Following a report from the Federal Reserve indicating a rather mixed bag of results from its regions where contacts shared used-car sales numbers, Auto Remarketing reached out to Cross-Sell Reports — a division of Dominion Dealer Solutions — for additional insight into how the used-car market has fared in various states throughout the U.S.
Contained in the Cross-Sell chart below are the October retail used-car unit sales numbers from 21 states. Of the states included in this list, Texas led the way with 285,950 used retail sales in October, followed by Florida (227,207), Ohio (166,329), Illinois (119,701) and North Carolina (119,294). Also eclipsing the 100,000-unit sale mark was Indiana (102,095).
*Chart provided courtesy of Cross-Sell Reports.
To obtain these numbers, Cross-Sell buys data from the individual state offices that govern vehicle titles, which is most cases, is the respective state’s department of motor vehicles, the company said on its website.

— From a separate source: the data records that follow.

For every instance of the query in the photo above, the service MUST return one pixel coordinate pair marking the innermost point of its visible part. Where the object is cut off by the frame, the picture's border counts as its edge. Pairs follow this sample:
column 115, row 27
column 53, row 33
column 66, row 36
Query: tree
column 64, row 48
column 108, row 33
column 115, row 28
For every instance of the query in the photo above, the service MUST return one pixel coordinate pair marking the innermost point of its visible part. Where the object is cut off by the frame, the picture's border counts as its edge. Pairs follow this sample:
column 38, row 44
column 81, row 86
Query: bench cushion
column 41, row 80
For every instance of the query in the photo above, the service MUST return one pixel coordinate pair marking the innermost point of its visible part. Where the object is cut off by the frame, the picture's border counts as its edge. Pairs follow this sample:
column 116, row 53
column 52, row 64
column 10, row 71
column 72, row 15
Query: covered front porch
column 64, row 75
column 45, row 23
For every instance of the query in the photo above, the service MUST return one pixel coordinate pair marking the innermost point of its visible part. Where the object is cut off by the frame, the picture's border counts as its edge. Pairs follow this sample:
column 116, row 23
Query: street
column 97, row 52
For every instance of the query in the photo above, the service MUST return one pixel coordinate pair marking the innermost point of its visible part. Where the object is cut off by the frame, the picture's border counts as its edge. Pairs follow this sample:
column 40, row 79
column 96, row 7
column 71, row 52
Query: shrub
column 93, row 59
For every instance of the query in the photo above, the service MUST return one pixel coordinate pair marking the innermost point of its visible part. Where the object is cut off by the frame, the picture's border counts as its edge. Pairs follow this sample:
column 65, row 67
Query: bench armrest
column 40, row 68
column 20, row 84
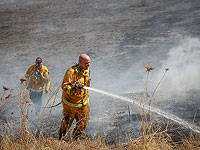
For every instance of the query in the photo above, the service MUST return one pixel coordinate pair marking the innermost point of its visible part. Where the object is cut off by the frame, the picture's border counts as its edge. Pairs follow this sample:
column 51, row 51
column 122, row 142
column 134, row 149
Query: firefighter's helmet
column 38, row 60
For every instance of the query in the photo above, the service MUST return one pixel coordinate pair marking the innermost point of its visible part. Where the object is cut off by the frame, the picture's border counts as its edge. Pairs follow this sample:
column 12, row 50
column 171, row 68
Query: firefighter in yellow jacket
column 37, row 78
column 75, row 98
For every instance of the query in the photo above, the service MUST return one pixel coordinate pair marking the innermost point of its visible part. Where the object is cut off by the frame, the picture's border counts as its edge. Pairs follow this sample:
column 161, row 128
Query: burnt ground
column 120, row 36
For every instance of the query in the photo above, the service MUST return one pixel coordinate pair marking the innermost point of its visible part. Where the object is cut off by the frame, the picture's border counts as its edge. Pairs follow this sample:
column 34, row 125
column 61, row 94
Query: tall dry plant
column 24, row 105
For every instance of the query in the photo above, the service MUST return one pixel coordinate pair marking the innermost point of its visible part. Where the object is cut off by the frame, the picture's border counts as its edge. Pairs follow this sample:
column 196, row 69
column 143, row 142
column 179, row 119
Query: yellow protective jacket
column 70, row 95
column 36, row 79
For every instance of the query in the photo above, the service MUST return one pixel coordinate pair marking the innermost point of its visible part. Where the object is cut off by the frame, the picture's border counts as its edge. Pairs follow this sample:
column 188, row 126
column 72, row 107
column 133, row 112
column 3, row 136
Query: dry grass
column 154, row 137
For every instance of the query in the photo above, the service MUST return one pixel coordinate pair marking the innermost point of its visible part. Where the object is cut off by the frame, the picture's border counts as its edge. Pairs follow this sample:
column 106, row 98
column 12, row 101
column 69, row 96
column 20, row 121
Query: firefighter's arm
column 67, row 82
column 47, row 80
column 27, row 75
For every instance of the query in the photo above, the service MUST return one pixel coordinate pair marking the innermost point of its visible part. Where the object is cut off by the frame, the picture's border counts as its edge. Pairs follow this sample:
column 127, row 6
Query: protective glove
column 46, row 91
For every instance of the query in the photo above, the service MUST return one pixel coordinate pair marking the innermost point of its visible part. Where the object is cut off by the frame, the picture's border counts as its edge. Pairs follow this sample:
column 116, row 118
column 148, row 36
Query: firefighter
column 75, row 99
column 37, row 80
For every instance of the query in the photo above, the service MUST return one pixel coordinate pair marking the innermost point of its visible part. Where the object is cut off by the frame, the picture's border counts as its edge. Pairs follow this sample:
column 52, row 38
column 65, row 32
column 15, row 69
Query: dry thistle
column 7, row 97
column 22, row 80
column 5, row 88
column 149, row 68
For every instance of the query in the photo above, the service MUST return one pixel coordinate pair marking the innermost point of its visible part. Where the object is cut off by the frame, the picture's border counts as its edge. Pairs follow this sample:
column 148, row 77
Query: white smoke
column 184, row 67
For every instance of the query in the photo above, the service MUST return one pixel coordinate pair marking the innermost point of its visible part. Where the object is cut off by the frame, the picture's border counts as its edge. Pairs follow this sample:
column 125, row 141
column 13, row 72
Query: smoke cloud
column 184, row 69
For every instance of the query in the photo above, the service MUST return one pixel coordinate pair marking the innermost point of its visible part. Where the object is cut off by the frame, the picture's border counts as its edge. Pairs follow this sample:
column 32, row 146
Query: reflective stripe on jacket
column 75, row 105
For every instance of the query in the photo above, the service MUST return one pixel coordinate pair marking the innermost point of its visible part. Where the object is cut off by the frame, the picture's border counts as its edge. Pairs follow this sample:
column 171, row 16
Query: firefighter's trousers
column 80, row 114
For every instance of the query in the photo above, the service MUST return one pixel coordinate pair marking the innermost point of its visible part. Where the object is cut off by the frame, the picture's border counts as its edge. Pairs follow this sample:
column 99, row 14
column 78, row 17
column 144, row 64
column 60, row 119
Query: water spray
column 154, row 109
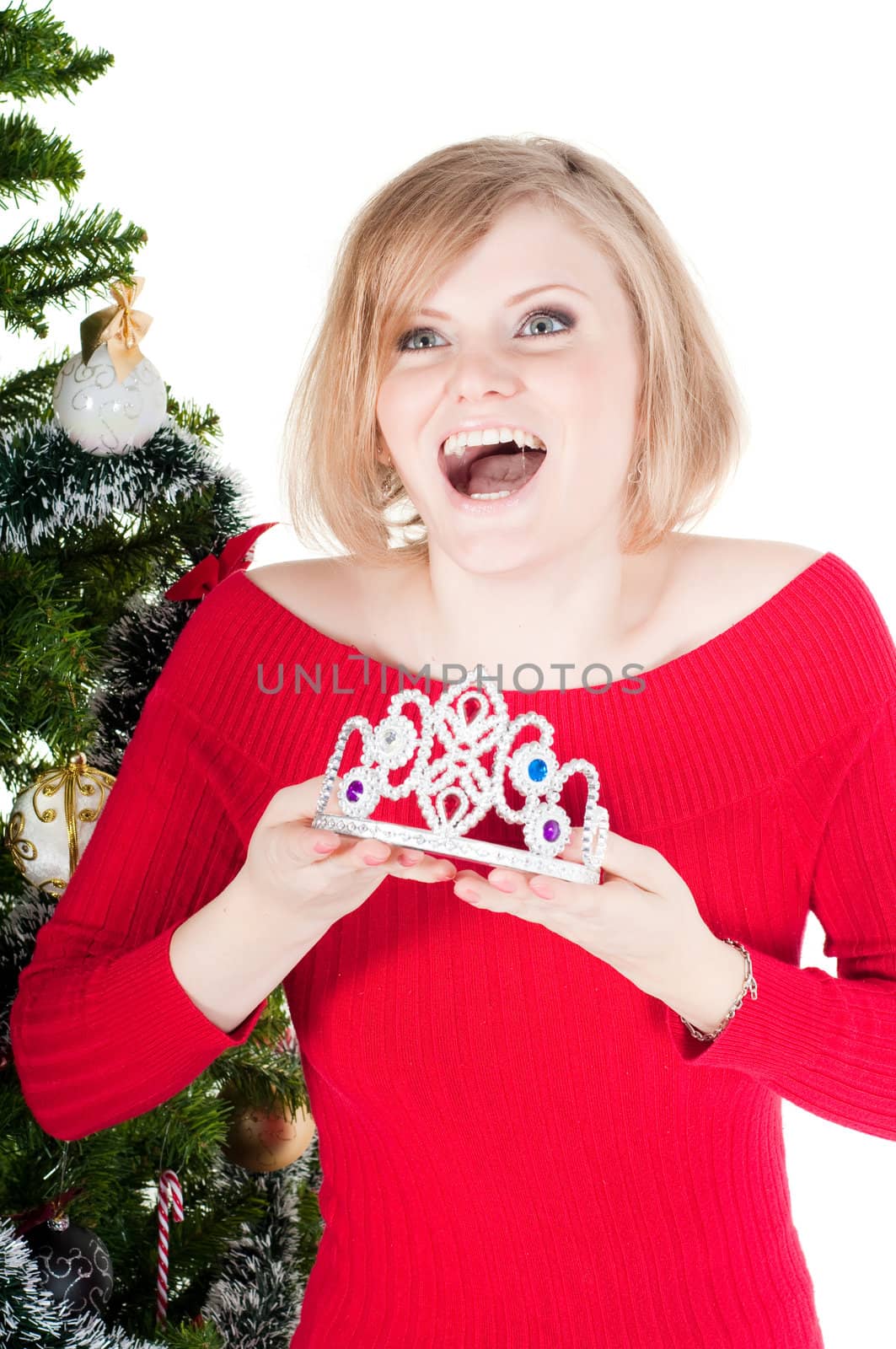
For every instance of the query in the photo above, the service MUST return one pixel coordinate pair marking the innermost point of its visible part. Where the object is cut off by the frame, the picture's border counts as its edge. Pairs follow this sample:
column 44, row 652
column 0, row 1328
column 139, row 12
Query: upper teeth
column 493, row 436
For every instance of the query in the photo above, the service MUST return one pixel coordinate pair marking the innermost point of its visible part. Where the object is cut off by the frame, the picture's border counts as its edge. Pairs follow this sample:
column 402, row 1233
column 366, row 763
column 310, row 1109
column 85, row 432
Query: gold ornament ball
column 265, row 1140
column 53, row 820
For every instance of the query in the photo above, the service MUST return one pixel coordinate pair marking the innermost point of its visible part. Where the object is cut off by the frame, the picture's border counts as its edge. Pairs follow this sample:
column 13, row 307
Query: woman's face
column 561, row 362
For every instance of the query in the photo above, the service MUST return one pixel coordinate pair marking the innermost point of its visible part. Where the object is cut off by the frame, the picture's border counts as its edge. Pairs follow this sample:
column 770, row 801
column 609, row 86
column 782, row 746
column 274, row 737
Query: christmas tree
column 112, row 528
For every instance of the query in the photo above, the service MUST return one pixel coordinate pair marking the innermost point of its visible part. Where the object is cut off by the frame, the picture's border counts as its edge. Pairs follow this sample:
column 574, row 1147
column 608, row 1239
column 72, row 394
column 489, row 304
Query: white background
column 243, row 139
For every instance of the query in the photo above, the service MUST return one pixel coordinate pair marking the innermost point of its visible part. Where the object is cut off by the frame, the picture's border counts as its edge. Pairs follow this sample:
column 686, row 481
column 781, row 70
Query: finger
column 639, row 863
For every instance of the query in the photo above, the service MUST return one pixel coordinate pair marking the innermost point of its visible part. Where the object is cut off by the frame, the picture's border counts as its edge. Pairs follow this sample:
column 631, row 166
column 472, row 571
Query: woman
column 563, row 1131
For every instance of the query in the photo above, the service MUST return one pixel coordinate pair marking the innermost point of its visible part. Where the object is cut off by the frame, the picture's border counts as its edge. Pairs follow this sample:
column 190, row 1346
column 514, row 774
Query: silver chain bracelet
column 749, row 985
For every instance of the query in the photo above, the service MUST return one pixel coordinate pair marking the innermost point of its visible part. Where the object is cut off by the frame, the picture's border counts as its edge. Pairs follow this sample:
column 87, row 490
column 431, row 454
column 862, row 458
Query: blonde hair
column 417, row 228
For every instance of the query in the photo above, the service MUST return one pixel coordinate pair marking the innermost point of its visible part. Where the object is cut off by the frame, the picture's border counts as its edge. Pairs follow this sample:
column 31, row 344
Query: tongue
column 503, row 471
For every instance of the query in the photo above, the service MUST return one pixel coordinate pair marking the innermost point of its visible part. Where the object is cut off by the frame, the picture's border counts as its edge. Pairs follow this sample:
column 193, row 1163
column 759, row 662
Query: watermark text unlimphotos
column 528, row 678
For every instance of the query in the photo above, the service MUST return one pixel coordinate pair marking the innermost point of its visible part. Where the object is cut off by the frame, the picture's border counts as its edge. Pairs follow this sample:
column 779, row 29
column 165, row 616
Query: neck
column 583, row 614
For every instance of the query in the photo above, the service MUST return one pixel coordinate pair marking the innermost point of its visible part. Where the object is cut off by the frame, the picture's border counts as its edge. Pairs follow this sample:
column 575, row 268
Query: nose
column 478, row 373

Federal Reserve Spots Reports of 'Mixed' Used-Car Market
When recapping reports from contacts detailing used-car activity in their respective regions, the Federal Reserve’s latest Beige Book described the used-sales market in the latest reporting period as “mixed.”
The report was released on Wednesday and includes data reported on or before Nov. 22, the Fed explained. The prior Beige Book report was released on Oct. 16.

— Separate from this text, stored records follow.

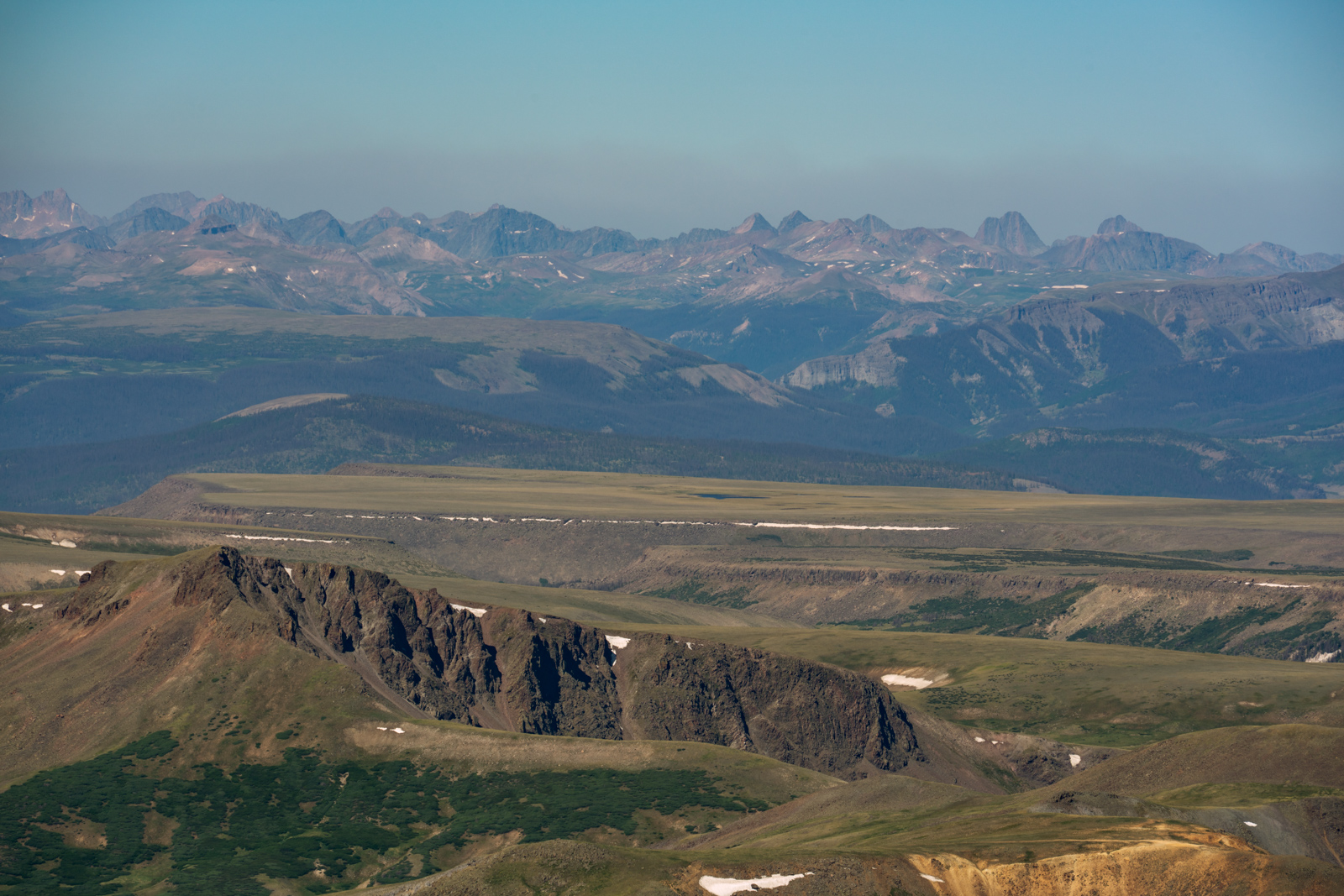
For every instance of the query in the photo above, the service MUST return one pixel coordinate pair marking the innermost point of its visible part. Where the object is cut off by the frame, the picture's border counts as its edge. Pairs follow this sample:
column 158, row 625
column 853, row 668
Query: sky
column 1220, row 123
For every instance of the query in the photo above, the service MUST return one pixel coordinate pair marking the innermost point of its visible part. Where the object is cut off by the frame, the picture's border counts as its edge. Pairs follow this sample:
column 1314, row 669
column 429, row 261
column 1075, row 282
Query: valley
column 1021, row 755
column 476, row 555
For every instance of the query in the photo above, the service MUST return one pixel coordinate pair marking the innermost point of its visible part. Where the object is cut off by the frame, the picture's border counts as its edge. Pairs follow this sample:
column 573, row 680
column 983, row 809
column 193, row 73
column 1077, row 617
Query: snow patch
column 839, row 526
column 918, row 684
column 729, row 886
column 277, row 537
column 475, row 611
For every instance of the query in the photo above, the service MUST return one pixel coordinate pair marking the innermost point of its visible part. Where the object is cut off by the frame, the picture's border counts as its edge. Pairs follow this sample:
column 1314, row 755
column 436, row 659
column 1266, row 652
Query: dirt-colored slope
column 1272, row 755
column 120, row 658
column 499, row 668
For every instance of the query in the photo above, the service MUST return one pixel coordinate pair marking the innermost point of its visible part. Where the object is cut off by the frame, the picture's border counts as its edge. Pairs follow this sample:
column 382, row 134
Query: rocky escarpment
column 788, row 708
column 514, row 671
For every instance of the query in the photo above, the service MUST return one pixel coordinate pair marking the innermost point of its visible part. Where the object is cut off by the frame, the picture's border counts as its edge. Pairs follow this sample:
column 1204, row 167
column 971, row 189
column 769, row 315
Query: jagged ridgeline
column 512, row 671
column 244, row 658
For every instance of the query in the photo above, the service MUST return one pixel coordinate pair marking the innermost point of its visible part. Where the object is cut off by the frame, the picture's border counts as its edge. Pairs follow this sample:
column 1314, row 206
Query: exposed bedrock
column 514, row 671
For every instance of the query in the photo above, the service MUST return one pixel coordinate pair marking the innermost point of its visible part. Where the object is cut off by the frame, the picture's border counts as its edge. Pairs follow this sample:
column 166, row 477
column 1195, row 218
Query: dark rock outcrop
column 793, row 710
column 514, row 671
column 1011, row 233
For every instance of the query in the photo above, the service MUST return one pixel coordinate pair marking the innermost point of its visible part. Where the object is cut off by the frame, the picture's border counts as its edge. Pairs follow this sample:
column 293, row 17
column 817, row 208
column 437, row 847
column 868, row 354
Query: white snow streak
column 729, row 886
column 918, row 684
column 277, row 537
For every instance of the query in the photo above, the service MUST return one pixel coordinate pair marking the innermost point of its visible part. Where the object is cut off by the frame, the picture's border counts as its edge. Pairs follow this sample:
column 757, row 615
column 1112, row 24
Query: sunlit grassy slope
column 477, row 490
column 1077, row 692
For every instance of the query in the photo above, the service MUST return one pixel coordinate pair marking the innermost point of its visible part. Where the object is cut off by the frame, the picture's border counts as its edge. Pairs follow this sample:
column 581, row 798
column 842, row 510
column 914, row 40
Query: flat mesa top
column 463, row 490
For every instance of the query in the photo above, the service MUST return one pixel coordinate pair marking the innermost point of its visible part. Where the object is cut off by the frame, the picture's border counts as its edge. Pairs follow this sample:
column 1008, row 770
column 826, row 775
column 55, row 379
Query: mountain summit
column 1011, row 233
column 1119, row 224
column 754, row 223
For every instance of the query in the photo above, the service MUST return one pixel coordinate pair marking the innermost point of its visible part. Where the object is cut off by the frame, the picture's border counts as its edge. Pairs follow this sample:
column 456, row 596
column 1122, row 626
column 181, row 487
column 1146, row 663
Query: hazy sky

Starting off with insight from the Second District (New York), the report summed up used sales as “soft,” but did offer some silver linings, one of those being strength in new-car sales and another being solid wholesale conditions.
“Sales of used automobiles, in contrast, have remained soft,” the report indicated. “Wholesale and retail credit conditions for auto purchases are again reported to be in good shape.”
Next up in the used-car roundup is Cleveland, where a “large” month-over-month hike in used sales was reported for October, the Fed reported.
The strength in used sales was illustrated in even further detail in the Eighth District (Cleveland). The
Fed pointed out that a third of its contacts said their used sales increased compared to new sales. It was vice versa for a quarter of the Fed’s contacts.